# is every totally geodesic submanifold the set of fixed points of some isometries?

It is well known that the set of fixed points of an isometry $\phi:(M,g)\rightarrow (M,g)$ is a totally geodesic embedded submanifold. (e.g here ).

I ask whether the converse is true, i.e is every totally geodesic embedded submanifold $N \subset M$ can be realized as the set of fixed points of some isometries?

One trivial obstruction is that $N$ should be closed.

(Since the $Id,\phi$ are continuous and the diagonal in $M \times M$ is closed, the set of fixed points is always closed in $M$).

So, if we assume $M$ is connected, then of course we have to omit from our discussions open submanifolds (which I think are all totally geodesic but cannot be closed, hence cannot be a fixed-points-set).

Update: The answer is negative. A brief summary of the idea: take a small enough compact geodesic segement. Any isometry which fixes it, must "fix some more" of the whole geodesic the segment is a part of.

Now I wonder if every such submanifold must be the fixed point of some diffeomorphism(s)? (not necessarily an isometry).

• Open submanifolds certainly can be closed. For example, if $M$ has three or more connected components, all of which are isometric to each other, then there is an isometry whose fixed-point set is exactly one component, which is both open and closed. – Jack Lee Apr 15 '15 at 21:16
• I agree of course. That is why I mentioned that if we assume $M$ is connected then there are no open-and-closed submanifolds (except $M$ itself). Hence, since a fixed point set is readily seen to be closed, it cannot be open if we exclude $M$ itself as a trivial option. (Or equivalently the set of fixed points of the identity). – Asaf Shachar Apr 15 '15 at 21:43

This simply cannot be true. A generic Riemannian manifold does not have any isometries, but still the image of any geodesic is a totally geodesic submanifold.

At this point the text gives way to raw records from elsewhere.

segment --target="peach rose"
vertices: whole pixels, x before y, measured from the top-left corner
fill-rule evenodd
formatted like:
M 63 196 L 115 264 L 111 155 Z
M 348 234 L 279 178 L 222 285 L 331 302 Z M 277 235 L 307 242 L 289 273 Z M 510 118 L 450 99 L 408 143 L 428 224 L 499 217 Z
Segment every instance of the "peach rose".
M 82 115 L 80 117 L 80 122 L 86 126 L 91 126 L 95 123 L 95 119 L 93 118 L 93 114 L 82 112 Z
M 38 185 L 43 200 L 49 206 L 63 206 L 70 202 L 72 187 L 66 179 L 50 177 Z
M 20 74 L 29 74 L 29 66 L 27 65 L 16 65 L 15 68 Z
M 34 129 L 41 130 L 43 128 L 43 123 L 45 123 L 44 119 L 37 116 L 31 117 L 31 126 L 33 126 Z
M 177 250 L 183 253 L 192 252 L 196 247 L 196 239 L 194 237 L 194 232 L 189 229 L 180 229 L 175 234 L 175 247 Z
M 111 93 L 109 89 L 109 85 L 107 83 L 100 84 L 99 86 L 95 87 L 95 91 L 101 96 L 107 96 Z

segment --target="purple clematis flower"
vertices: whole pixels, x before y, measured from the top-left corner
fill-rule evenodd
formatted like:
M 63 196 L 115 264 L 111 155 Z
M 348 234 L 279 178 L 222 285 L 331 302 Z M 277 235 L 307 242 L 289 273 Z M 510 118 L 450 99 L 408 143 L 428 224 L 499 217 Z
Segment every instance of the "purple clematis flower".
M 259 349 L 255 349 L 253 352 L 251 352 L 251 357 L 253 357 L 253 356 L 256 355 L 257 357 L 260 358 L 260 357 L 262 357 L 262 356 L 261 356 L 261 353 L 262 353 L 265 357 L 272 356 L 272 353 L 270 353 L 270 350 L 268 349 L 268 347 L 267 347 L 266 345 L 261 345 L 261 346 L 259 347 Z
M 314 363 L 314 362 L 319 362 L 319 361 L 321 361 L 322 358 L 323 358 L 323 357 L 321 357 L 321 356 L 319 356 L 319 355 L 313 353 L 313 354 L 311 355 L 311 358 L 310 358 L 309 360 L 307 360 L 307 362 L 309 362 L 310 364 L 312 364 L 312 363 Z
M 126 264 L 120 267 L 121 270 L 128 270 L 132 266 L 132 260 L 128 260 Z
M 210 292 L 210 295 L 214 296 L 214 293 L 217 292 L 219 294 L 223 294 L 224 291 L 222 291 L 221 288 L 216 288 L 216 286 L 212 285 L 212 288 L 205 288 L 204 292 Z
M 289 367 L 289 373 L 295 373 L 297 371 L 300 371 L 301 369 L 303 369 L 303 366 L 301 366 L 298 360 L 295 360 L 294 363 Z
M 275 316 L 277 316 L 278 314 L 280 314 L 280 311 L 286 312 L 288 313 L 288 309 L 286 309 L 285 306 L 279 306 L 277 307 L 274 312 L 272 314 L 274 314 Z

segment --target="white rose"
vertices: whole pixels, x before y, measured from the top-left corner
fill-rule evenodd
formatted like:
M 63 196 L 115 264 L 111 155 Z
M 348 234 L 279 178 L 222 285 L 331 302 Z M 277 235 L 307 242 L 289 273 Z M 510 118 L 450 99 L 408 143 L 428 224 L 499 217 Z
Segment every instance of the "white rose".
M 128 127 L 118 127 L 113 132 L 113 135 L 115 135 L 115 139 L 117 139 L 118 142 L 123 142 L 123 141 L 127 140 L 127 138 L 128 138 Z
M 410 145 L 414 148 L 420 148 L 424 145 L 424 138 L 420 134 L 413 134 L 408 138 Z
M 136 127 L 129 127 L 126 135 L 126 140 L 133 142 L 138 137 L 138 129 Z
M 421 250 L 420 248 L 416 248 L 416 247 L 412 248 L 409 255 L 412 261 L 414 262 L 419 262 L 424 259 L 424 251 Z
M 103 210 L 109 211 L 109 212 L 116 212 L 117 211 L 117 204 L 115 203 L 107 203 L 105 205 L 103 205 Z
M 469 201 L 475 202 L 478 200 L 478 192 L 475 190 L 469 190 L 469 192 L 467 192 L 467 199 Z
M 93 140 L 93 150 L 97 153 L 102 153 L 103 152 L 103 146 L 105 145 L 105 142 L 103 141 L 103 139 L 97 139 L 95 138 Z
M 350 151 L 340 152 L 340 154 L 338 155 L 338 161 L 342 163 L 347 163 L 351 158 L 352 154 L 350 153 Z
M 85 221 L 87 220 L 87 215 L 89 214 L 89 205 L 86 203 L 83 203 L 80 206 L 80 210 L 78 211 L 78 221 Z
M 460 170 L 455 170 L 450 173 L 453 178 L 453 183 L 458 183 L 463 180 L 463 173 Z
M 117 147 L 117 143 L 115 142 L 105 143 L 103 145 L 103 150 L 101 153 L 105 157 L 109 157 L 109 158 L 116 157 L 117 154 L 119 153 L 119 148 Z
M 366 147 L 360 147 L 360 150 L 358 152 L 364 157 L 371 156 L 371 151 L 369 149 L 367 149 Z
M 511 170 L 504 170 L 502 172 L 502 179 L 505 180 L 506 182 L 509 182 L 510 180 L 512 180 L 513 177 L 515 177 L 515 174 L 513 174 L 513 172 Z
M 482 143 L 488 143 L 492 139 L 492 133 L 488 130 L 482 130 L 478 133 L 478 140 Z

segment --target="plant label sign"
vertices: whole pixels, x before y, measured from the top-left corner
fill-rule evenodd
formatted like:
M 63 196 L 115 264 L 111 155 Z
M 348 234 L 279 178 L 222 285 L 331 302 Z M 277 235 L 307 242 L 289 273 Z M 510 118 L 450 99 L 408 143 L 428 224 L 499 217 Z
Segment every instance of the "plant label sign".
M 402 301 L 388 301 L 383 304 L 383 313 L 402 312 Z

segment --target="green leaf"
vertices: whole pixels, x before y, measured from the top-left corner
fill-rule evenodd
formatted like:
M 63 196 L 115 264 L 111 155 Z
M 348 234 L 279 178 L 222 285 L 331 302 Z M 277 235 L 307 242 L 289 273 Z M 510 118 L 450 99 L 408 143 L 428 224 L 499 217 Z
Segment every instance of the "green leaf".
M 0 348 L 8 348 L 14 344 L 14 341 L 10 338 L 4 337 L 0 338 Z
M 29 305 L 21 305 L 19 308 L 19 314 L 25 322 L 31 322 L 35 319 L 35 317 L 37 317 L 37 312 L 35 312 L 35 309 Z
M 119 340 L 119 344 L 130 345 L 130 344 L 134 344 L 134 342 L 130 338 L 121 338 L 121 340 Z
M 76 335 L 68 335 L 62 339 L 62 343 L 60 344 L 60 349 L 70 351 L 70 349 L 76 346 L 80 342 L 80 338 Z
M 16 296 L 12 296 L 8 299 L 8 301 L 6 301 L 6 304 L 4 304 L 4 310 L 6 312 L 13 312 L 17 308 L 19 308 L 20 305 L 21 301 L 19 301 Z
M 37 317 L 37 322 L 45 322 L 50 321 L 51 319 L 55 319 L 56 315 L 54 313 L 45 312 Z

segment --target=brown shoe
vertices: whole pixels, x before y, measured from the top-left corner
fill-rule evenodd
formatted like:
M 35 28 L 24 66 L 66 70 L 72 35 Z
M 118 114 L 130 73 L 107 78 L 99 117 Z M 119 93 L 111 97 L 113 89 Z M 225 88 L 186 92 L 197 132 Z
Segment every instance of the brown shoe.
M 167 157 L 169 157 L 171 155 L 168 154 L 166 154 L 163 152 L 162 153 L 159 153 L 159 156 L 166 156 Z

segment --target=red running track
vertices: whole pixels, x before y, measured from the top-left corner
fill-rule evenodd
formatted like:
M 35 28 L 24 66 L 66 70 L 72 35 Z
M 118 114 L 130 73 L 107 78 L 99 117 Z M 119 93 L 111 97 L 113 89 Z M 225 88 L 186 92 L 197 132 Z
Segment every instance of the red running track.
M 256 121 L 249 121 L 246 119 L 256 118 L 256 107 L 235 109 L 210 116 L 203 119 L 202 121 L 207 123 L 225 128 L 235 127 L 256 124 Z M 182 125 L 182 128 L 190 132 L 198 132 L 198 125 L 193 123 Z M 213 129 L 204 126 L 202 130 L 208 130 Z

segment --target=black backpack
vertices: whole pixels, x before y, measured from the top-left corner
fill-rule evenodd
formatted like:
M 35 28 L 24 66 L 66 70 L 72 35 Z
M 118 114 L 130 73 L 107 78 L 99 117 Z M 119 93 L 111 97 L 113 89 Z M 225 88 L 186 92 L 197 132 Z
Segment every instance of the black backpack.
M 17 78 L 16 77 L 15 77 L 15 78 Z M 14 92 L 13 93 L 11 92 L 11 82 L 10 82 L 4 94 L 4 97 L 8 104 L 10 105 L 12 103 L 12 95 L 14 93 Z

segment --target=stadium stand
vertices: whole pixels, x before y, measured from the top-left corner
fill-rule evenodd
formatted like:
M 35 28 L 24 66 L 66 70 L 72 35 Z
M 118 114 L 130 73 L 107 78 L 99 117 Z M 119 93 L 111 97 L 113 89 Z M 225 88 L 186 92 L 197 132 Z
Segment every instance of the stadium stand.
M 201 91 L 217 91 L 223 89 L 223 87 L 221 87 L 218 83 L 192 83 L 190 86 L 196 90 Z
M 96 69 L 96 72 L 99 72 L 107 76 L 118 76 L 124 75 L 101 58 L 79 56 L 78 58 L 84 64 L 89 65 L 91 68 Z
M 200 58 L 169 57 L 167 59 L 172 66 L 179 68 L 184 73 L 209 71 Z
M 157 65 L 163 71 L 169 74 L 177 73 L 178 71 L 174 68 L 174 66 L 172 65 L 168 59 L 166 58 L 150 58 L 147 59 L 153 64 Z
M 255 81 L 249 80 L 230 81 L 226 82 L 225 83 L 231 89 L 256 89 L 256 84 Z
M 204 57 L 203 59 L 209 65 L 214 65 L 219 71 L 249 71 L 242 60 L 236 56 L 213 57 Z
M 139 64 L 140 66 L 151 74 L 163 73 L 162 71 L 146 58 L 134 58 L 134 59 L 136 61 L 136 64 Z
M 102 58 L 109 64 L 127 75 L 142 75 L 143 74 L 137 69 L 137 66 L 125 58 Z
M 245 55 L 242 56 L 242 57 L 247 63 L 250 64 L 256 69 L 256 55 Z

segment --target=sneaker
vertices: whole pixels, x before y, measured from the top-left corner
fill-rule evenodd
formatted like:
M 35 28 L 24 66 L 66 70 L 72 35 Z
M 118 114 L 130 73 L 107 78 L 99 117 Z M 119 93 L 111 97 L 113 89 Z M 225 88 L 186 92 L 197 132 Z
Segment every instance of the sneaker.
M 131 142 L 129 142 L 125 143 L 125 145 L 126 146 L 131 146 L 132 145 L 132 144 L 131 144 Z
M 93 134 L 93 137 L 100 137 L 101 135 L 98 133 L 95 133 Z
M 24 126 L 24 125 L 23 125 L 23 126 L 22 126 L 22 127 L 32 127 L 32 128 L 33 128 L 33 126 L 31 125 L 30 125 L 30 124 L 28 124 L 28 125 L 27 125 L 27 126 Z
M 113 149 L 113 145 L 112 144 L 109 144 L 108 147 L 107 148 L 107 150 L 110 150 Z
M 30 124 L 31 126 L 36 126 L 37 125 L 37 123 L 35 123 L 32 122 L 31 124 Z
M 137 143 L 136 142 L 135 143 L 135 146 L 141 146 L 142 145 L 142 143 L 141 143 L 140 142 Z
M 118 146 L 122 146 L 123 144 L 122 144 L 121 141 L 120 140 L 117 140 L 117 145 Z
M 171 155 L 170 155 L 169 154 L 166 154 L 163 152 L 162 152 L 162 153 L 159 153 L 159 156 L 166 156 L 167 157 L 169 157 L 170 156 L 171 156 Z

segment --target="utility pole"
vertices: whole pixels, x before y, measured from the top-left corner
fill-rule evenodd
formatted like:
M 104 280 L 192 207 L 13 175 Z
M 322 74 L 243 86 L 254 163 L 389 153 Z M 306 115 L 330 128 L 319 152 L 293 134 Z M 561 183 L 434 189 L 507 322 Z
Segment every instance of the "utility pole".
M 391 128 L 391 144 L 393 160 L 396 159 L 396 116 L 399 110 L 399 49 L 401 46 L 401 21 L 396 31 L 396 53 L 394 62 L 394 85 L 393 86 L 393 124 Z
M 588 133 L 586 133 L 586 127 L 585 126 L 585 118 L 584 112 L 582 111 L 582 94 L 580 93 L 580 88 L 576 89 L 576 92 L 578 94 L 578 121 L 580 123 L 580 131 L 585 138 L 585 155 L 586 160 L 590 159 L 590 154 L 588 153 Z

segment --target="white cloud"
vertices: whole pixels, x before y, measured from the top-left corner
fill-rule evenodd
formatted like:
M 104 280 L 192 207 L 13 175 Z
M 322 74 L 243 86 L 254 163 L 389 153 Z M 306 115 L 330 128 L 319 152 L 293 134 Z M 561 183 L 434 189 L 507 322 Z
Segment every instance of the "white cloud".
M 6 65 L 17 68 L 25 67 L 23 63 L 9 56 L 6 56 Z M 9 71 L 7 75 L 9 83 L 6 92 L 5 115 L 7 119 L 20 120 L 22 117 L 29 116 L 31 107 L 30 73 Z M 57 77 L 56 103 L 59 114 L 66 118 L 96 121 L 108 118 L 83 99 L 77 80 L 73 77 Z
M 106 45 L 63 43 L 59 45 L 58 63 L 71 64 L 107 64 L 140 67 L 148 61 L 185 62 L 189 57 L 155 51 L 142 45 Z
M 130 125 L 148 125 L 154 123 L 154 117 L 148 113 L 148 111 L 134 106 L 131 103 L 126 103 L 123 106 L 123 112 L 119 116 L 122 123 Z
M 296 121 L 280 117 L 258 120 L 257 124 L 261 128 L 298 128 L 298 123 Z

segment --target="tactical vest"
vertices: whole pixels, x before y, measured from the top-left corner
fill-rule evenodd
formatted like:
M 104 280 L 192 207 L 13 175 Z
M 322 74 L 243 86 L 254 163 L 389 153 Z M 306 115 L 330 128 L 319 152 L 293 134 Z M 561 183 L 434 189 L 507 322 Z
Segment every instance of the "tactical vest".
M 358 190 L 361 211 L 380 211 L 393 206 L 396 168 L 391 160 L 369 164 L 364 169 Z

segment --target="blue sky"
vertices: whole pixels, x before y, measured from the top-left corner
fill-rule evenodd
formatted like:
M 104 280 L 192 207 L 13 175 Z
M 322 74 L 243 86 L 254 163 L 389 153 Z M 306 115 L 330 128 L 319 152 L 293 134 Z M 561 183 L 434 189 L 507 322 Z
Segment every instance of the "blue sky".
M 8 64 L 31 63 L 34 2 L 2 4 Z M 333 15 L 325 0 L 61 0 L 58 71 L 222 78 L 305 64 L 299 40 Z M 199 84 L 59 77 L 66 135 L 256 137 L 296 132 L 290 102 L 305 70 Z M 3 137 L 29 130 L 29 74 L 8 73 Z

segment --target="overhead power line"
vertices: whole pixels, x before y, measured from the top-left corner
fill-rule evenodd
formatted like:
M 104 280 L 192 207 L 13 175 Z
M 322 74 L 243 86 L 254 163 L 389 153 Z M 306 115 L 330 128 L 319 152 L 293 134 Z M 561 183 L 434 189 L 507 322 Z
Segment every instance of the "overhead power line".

i think it is unlikely that this is true. Take a dumbbell type shape with rotational symmetry. Make the bar bit pinch in. The smallest circle is a totally geodesic submanifold and the invariant under rotations. Now deform the rest of the barbell whilst leaving a small neighbourhood of the smallest circle unchanged. If you make it lumpy enough there won't be any isometries.

I will elaborate based on Andreas Cap's suggestion.

First I note that I meant only to discuss embedded submanifolds. (I have edited the question to include this).

Now, since in general a geodesic can intersects itself (even infinitely many times) it's image is not necessarily an embedded submanifold. (only an immersed one).

However, since every immersion is locally an embedding, we can take a "small enough segment" of any geodesic, which will be an embedded submanifold. In particular we can take the domain of our segment to be a compact interval, so the image will be compact, hence closed, as required by our counterexample.

This will be a totally geodesic closed embedded submanifold. (To see it is totally geodesic, we can just note that any geodesic in it will have to locally minimize length, hence coinside with the original sub-segment of the geodesic).

In particular we can take for a concrete example $\mathbb{S^2}$. Take $N$ any contiguous part of a great circle (which is not the entire circle). Let $\phi$ be an isometry which fixes $N$. Now since $\phi$ take geodesic to geodesic, it must take a segment of the great circle which intersects $N$ but not contained in it, to itself (by uniqueness of geodesics with a given starting point & velocity). Hence, $\phi$ fixes more than just $N$. (Actually it is easy to see $\phi$ must fix the entire great circle).

Actually this answer shows Andreas's idea can be applied to any manifold, that is: There are no Riemannian manifolds, whose every totally geodesic embedded closed submanifold is the set of fixed points of isometries.